“Il primo anno sono andati via tanti giocatori, gli offrivano dieci volte di più. Era la storia dell’Atalanta, poi anche qui è cambiato il target. I bilanci sono legge per la famiglia Percassi, non potranno mai comprare un giocatore a cinquanta milioni o fare certi contratti”.
Tuonava così Gian Piero Gasperini, nei giorni caldi di una primavera che sembrava annunciare lo sconvolgimento più grande della storia del calcio con l’annuncio della Superlega. Mettendo di fronte i due fatti più importanti in casa Atalanta, ovvero la sacralità nel rispettare i bilanci, ma anche il cambiamento degli obiettivi dal suo arrivo.
Gasperini infatti ha fatto crescere una società intera, aiutato dal sapiente lavoro della dirigenza, trasformando l’Atalanta in una vera e propria macchina da guerra. Cambiando la mentalità dei giocatori che prima lottavano a metà classifica, trasformandoli in navigati conoscitori della Champions League. Gasp lo ha anche detto d’altronde, “ormai andiamo con il pilota automatico”. In campo e fuori.
Perché se giustamente si applaude il lavoro fondamentale dell’allenatore, dietro ad esso c’è il silenzioso ma visionario progetto della famiglia Percassi, che ha saputo capitalizzare i vari momenti dell’era Gasperini. Sia a livello economico, e i bilanci già citati ne sono la prova, sia a livello tecnico, come giocatori acquistati e risultati ottenuti. Tre qualificazioni in Champions League di fila dovrebbero bastare come esempio.
Già, i momenti. Perché se da un parte “nel primo anno sono andati via tanti giocatori perché gli offrivano dieci volte di più”, come dice giustamente chi ha coltivato quei talenti e se li è visti sfuggire sul più bello, dall’altra quelle plusvalenze iniziali sono servite come contenitore dal quale attingere nelle stagioni successive.
Quattro anni dopo le partenze di Conti, Kessié e Gagliardini per un totale vicino ai 75 milioni di euro, la lista degli acquisti più costosi nella storia dell’Atalanta si è letteralmente trasformata, per rendere disponibile all’allenatore una rosa di primissimo livello.
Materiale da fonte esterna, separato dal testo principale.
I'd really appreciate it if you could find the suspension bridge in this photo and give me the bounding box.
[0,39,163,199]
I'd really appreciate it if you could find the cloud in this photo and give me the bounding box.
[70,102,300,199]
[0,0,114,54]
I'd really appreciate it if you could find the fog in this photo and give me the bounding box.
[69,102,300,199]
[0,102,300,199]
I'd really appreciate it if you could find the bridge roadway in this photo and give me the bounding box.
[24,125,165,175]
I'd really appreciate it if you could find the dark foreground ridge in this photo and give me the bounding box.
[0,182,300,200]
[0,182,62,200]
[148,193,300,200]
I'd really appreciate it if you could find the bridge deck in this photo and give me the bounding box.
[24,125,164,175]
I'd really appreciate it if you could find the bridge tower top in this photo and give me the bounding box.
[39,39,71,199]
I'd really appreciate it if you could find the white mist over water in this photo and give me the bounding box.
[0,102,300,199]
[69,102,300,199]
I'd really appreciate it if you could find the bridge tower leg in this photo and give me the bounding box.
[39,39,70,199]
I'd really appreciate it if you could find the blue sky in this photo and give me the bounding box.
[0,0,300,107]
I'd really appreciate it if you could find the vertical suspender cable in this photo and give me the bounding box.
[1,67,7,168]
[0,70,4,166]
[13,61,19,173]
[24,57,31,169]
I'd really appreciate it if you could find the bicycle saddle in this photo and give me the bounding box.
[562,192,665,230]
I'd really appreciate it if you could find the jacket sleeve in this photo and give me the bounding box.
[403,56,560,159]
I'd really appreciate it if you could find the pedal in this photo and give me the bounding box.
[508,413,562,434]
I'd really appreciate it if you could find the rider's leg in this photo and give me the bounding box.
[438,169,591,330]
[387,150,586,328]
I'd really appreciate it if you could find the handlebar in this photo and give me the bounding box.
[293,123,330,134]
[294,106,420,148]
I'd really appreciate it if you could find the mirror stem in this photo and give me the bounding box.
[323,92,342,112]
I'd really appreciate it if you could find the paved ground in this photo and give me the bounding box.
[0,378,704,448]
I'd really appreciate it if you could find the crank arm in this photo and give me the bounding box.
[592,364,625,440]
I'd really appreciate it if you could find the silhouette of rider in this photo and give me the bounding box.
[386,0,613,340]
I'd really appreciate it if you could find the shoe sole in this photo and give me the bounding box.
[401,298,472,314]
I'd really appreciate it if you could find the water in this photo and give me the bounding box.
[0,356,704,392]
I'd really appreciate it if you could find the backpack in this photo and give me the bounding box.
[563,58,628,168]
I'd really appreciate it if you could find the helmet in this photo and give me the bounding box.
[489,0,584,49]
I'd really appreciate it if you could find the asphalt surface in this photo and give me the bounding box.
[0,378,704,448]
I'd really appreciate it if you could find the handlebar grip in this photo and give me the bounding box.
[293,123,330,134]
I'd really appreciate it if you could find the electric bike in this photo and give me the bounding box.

Zapata, Muriel, de Roon, Pasalic, Miranchuk, Malinovski, Maehle. Pilastri della squadra arrivata terza nello scorso campionato e contemporaneamente i sette colpi più costosi di sempre per il club.
Ok, non si potranno spendere 50 milioni, ma gli investimenti importanti iniziano a salire e a diventare una sorta di nuova normalità. L’operazione per l’arrivo di Juan Musso ne è un esempio: 20 milioni per assicurarsi il portiere argentino dell’Udinese. Una cifra impensabile fino a qualche anno fa. Presto riassorbita in parte grazie alla partenza di Gollini verso il Tottenham, giusto per dimostrare le capacità della società.
Il progetto infatti è condiviso, per cercare di fare un ulteriore step verso l’alto. Gasperini spesso tergiversa quando gli viene chiesto se “l’Atalanta è pronta per lottare per lo scudetto”, anche se in cuor suo spera che il momento nel quale rispondere “Sì” arrivi presto.
Il mercato d’altronde dimostra come l’Atalanta si stia rinforzando a livello di rosa: oltre a Musso sono arrivati Pezzella come vice Gosens e Lovato (qui il retroscena sul suo arrivo) in difesa per ampliare il reparto. In attesa di capire il futuro di Romero, per cui il Tottenham ha offerto più di 50 milioni, ma la trattativa è rallentata bruscamente nelle ultime ore.
La squadra di Gasperini in caso di partenza dell’argentino ha già messo nel mirino tre nomi fra i possibili sostituti: Demiral, Luiz Felipe e Tomiyasu, mentre Botman del Lille è un discorso più complesso. Cosa hanno in comune questi giocatori? L’età, nessuno supera i 25 anni. Ennesima dimostrazione che la società punta ai giovani, già formati, per farli esplodere definitivamente.
La Serie A dunque è avvisata, l’Atalanta fa davvero sul serio ora. Il livello del campionato potrebbe alzarsi, ma da Bergamo un segnale chiaro è stato lanciato sul mercato: la squadra non si accontenterà dei risultati raggiunti. Ad maiora, Dea.